For rat optic nerves, cGMP immunohistochemistry was performed on tissue from the same experiments in which cGMP levels were measured by radioimmunoassay and which were treated identically except that, at the end of the experiment, they were fixed in ice-cold, freshly depolymerized paraformaldehyde (4%) in 0.1 m phosphate buffer, pH 7.4, for 2 h, and then processed for frozen (10 μm) or resin (1 μm) sectioning and cGMP immunostaining as described previously (Garthwaite et al., 1999). Counterstaining was performed using Mayer’s hemalum for 15 s (frozen sections) or 5 min (resin sections). The experiments on mouse optic nerves followed the same procedures for the frozen rat sections but were processed for fluorescent microscopy as described previously (Garthwaite et al., 2005) and additionally stained for neurofilament-200 (1:500; monoclonal from Chemicon, Temecula, CA).

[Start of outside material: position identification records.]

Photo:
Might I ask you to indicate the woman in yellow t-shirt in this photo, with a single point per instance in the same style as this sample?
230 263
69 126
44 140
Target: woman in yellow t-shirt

Other immunohistochemistry.

For whole-mount preparations of rat and mouse optic nerves, the tissues were fixed with 1% paraformaldehyde for 1 h at room temperature, washed with 0.1 m phosphate buffer for at least 1 h with three changes, incubated for 10 min with Tris-buffered saline containing 0.1% Triton X-100 (TBST), pH 7.6, at room temperature, and then blocked for 1 h with 10% normal donkey serum in TBST at 4°C. The nerves were then incubated with a mixture of sheep anti-nNOS (1:20,000; a gift from Dr. P. C. Emson, The Babraham Institute, Babraham, UK) and mouse anti-eNOS (1:200; BD Transduction Laboratories, Lexington, KY) in TBST, for 30–48 h. To eliminate the possibility of cross-reactivity, the nNOS antibody was preabsorbed with a lysate of Sf21 cells expressing recombinant human eNOS (Charles et al., 1993) at 20× the protein concentration (provided by N. Foxwell and Prof. I. G. Charles, Wolfson Institute for Biomedical Research). The results on rat optic nerve were the same with two other polyclonal nNOS antibodies (rabbit anti-nNOS from Zymed, San Francisco, CA; rabbit anti-nNOS from Santa Cruz Biotechnology, Santa Cruz, CA), but, in the mouse, the Zymed antibody gave high nonspecific staining. After incubation with the primary antibodies, the nerves were washed extensively for 12 h with several changes of TBST and then incubated overnight at 4°C with secondary antibodies (fluorescein-labeled donkey anti-sheep and rhodamine-labeled donkey anti-mouse, 1:200 dilution; both from Chemicon, Harrow, UK). After washing (TBST for 6–7 h with three changes), the nerves were placed on slides and mounted in Vectashield mounting medium containing the nuclear stain 4′,6′-diamidino-2-phenylindole (DAPI) (Vector Laboratories, Burlingame, CA), taking care not to impose downward pressure on the coverslip. Wide Z images through entire the nerve thickness were captured using a confocal microscope (TCS-DMRE-7; Leica, Cambridge, UK). Controls (primary antibody omitted) showed no visible staining in the rat optic nerve, but there was some nonspecific staining in blood vessels in mouse tissue.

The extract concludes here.